Arrive Logistics, one of the major players in the brokerage space, said they had been preparing for a volatile peak season all year. Their strategy included:

• Reviewing prior-year seasonal patterns
• Strengthening contract award management
• Maintaining proactive communication with customers
• Adjusting API‑driven spot pricing tools to avoid underpricing volatile freight

Arrive noted that elevated tender rejections even before the holidays, combined with October disruptions related to regulatory enforcement, signaled that the market was already primed for instability. Winter storms only accelerated the tightness.

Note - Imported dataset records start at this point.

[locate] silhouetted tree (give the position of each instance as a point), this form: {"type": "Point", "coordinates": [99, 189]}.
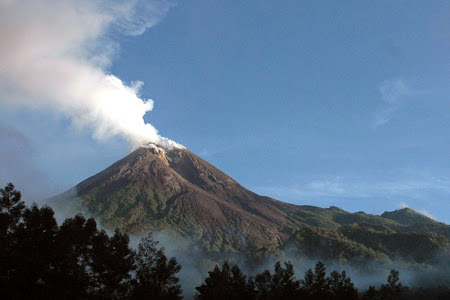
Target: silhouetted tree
{"type": "Point", "coordinates": [33, 252]}
{"type": "Point", "coordinates": [393, 289]}
{"type": "Point", "coordinates": [263, 283]}
{"type": "Point", "coordinates": [319, 287]}
{"type": "Point", "coordinates": [371, 293]}
{"type": "Point", "coordinates": [74, 245]}
{"type": "Point", "coordinates": [155, 274]}
{"type": "Point", "coordinates": [284, 285]}
{"type": "Point", "coordinates": [226, 283]}
{"type": "Point", "coordinates": [11, 209]}
{"type": "Point", "coordinates": [112, 262]}
{"type": "Point", "coordinates": [341, 286]}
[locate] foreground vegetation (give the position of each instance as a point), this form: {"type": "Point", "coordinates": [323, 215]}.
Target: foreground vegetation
{"type": "Point", "coordinates": [39, 259]}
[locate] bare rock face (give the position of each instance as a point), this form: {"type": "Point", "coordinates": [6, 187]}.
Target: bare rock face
{"type": "Point", "coordinates": [177, 191]}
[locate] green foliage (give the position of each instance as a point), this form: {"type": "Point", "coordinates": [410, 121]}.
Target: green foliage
{"type": "Point", "coordinates": [155, 274]}
{"type": "Point", "coordinates": [226, 283]}
{"type": "Point", "coordinates": [75, 260]}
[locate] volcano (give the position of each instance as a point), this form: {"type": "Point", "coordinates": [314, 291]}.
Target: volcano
{"type": "Point", "coordinates": [175, 191]}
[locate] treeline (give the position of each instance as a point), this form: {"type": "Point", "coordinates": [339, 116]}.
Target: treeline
{"type": "Point", "coordinates": [39, 259]}
{"type": "Point", "coordinates": [228, 282]}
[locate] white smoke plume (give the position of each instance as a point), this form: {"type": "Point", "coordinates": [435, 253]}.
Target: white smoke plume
{"type": "Point", "coordinates": [53, 56]}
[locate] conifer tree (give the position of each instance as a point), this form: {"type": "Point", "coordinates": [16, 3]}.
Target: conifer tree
{"type": "Point", "coordinates": [155, 274]}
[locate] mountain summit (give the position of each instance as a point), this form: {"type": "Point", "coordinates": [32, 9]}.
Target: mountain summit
{"type": "Point", "coordinates": [175, 191]}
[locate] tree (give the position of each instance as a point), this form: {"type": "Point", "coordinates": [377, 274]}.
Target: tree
{"type": "Point", "coordinates": [284, 285]}
{"type": "Point", "coordinates": [11, 209]}
{"type": "Point", "coordinates": [112, 262]}
{"type": "Point", "coordinates": [263, 283]}
{"type": "Point", "coordinates": [371, 293]}
{"type": "Point", "coordinates": [341, 286]}
{"type": "Point", "coordinates": [281, 285]}
{"type": "Point", "coordinates": [226, 283]}
{"type": "Point", "coordinates": [393, 289]}
{"type": "Point", "coordinates": [155, 274]}
{"type": "Point", "coordinates": [33, 256]}
{"type": "Point", "coordinates": [319, 287]}
{"type": "Point", "coordinates": [73, 276]}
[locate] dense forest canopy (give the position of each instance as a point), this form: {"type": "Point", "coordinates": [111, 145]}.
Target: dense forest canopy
{"type": "Point", "coordinates": [76, 260]}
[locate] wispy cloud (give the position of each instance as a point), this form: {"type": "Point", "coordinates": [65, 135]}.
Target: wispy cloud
{"type": "Point", "coordinates": [418, 189]}
{"type": "Point", "coordinates": [421, 211]}
{"type": "Point", "coordinates": [395, 93]}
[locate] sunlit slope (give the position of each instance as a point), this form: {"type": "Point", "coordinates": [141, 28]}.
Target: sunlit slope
{"type": "Point", "coordinates": [180, 193]}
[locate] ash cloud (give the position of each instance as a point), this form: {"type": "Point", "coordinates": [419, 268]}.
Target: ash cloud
{"type": "Point", "coordinates": [55, 56]}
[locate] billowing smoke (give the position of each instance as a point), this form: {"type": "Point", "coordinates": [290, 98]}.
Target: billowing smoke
{"type": "Point", "coordinates": [53, 56]}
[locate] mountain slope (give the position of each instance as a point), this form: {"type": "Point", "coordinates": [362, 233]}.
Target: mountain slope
{"type": "Point", "coordinates": [177, 192]}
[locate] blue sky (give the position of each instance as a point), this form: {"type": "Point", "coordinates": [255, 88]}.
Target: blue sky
{"type": "Point", "coordinates": [310, 102]}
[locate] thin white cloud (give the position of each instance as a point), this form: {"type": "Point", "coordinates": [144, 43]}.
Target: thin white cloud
{"type": "Point", "coordinates": [421, 211]}
{"type": "Point", "coordinates": [426, 213]}
{"type": "Point", "coordinates": [415, 187]}
{"type": "Point", "coordinates": [394, 93]}
{"type": "Point", "coordinates": [403, 205]}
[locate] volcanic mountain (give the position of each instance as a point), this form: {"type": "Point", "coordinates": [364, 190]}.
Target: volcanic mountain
{"type": "Point", "coordinates": [175, 191]}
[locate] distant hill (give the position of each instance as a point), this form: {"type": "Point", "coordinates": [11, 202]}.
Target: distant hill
{"type": "Point", "coordinates": [175, 191]}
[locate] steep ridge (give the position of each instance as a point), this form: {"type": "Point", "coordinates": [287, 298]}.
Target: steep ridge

Typically, early December brings a brief lull before the holiday rush. In 2025, that lull didn’t happen—allowing rejections and rates to reach multi‑year highs.

The Demand Picture Is Still Uncertain

Even with capacity gradually leaving the market, the real wildcard is freight demand. Tariff-driven import volatility, long‑timeline industrial investment, and predictions of fatigued consumer spending have created an unclear outlook.

Yet American consumers have remained resilient, driving more than half of the 4.3% year‑over‑year GDP growth in Q3 2025.

Because of this uncertainty, forecasting 2026 remains tricky. Arrive points to mid‑May—Roadcheck Week combined with Memorial Day shipping—as the next major test. Any improvement in housing activity could also add pressure to the market.

 

What to Expect in 2026

While a major, prolonged disruption in 2026 isn’t the most likely scenario, the probability has increased. The market is more sensitive to seasonal swings than it has been in years, and strong Q4 performance shows how quickly conditions can tighten.

If spot rates begin exceeding contract rates more frequently, routing guides may reset, triggering even more volatility.

 

The Bottom Line

Trucking hasn’t fully turned the corner, but the 2025 peak retail season showed a market that is no longer stuck in its long downturn. Capacity is tighter, seasonal patterns are sharper, and the industry is more responsive to disruption. If demand strengthens—even modestly—the stage is set for a more active, and potentially more expensive, freight market in 2026.